A wing and a prayer

Ben Reid talks about death, food, sin, sex - "the stuff of life" - with artist Stephen Harrison.

Death and Angels, contradictions brought to life through lush oils, corroded steel, sepia tones and darkness ."When painting, you're painting humanity, in some sense," artist Stephen Harrison says.

Harrison is exhibiting a years worth of working Head in the Wing, in the Corridor Gallery at Gorman House. "I've had a few people come up to me and ask, 'have you found faith?', or 'are you a Christian?' Angels seem to tap into something loved by many people, it's not as big as God, it doesn't have to be about religion, they're angels."

There are other common threads throughout the exhibition; themes of aeroplanes and flight, death and darkness; sometimes all explored within the context of one artwork.

"I revisit certain themes, with a tendency towards the stuff of Shakespeare - death, food, wine, sex - the stuff of life," he says. "It's not rehashing, but someone famous once said that we only ever paint the one picture throughout our lives, but from different perspectives, in different ways. That's true for me."

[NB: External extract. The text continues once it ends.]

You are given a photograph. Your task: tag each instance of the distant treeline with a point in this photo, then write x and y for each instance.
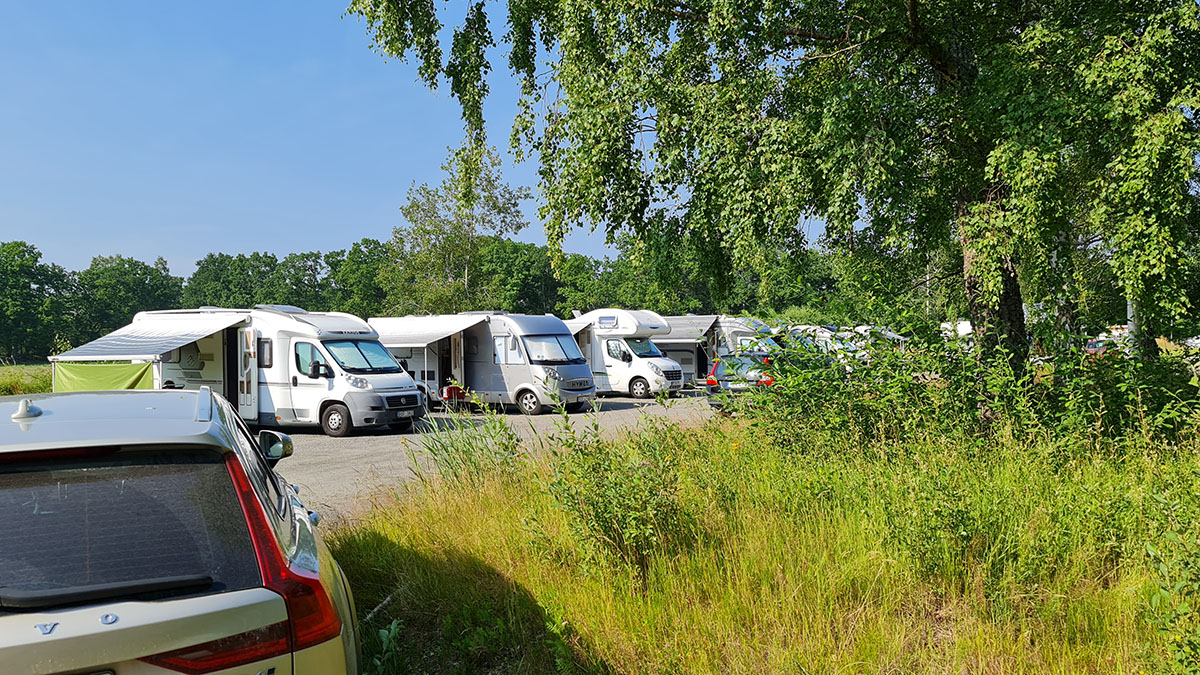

Harrison uses a variety of mediums in Head in the Wing, with an emphasis on painting, but also examples of drawing, ink-washes and elements of sculpture.

He graduated from the Canberra School of art some 12 years ago with a degree in graphic investigation, but was drawn increasingly towards painting in the years that followed. He was also a cartoonist with the Canberra Times for a few years and still does occasional freelance cartoon work to, "pay the bills." "I've certainly always felt that the cartoon work paid for my oil and canvasses - that's the reward in it,' he says. "Being a freelance cartoonist I can keep my paintings pure, do it for the love of painting without having to worry about selling paintings. Although sometimes, thankfully, they do sell themselves."

Harrison has had shows in Canberra , Sydney , and Melbourne , and as far afield as Paris . That eventuated, he says by tagging along with his girlfriend: no galleries booked, but a heap of paintings packed, just in case.

"It was like Australia was the flavour of the month when I was there," he says. "It was a good time to be an Australian . the enigma of it . all they seemed to associate with Australia was the kangaroos and big red rocks. It was also great to get overseas and absorb the culture of art they have there.

The experience highlighted for me the universal language of painting - with it being visual-based we could still communicate despite the language barrier.

I had always thought of my work as being very European with it's use of darkness and colour - the main comment I got, however, was that it was uniquely Australian. The colour gum-nut green, for instance is not very common in Europe ."

Head in the Wing, is showing in the Corridor Gallery, Gorman House.